O que fazer?

Imaginem a seguinte situação. Zé Paulista trabalhou mais de 25 anos como empregado. Por uma infelicidade adoeceu em 2004, afastou-se em benefício de auxílio-doença, e passado pouco mais de 03 anos, a perícia concluiu aposentá-lo por invalidez a partir de 2007, com 46 anos de idade.

Zé Paulista continua o tratamento médico no decorrer de sua aposentadoria. Passados pouco mais de 11 anos, sentado em seu humilde banco de casa, recebe uma carta do INSS convocando para realização de perícia médica (operação pente fino do governo federal). Comparece a junta médica com exames, relatórios médicos e leva até caixas dos remédios que toma regularmente.

Passado pouco mais de 30 dias, recebe outra do INSS, informando que seu benefício foi encerrado e que dentro de 18 meses será cessado o pagamento de sua aposentadoria por invalidez, sendo que receberá por este período um bônus com redução gradual a cada 06 meses.

Zé Paulista com 57 anos de idade pensa... o que fazer?

Seu médico particular atesta que não possui condições de retornar a qualquer trabalho, porém mesmo que pudesse, a empresa que trabalhava já possui outro profissional em seu lugar, mudou a forma de trabalho e automatizou a produção.

A Previdência Social cessou o benefício e sequer deu alternativa de reabilitação profissional ao segurado.

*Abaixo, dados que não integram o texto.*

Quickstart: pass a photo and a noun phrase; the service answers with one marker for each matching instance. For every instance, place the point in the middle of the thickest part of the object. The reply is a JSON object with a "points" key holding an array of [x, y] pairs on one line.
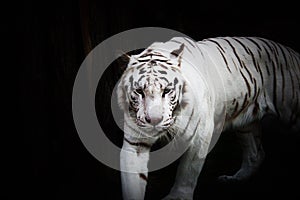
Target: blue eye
{"points": [[140, 92], [166, 91]]}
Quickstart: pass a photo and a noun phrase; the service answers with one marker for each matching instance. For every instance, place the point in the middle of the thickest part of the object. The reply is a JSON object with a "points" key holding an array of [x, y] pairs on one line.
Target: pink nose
{"points": [[154, 120]]}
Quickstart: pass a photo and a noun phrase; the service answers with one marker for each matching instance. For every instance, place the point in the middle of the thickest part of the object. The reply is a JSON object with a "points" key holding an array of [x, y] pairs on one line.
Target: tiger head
{"points": [[151, 89]]}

Simplesmente encerrou sua aposentadoria e o mandou para a rua!

O que fazer? É uma situação delicada, preocupante. Como um segurado conseguirá seu sustento daqui para frente?

Alguns segurados procuraram a justiça para reverter esta situação, mas os trâmites burocráticos e os valores para pagar advogados e as custas processuais são outros desafios, e o que fazer? Acompanho algumas situações e a maioria dos segurados são pessoas humildes, a escolaridade no máximo é ensino médio. E o que fazer? 

Boa parte dos familiares assumem e dão suporte, mas para o ex-aposentado esta situação é constrangedora. Situação delicada hein.  Mas o que fazer?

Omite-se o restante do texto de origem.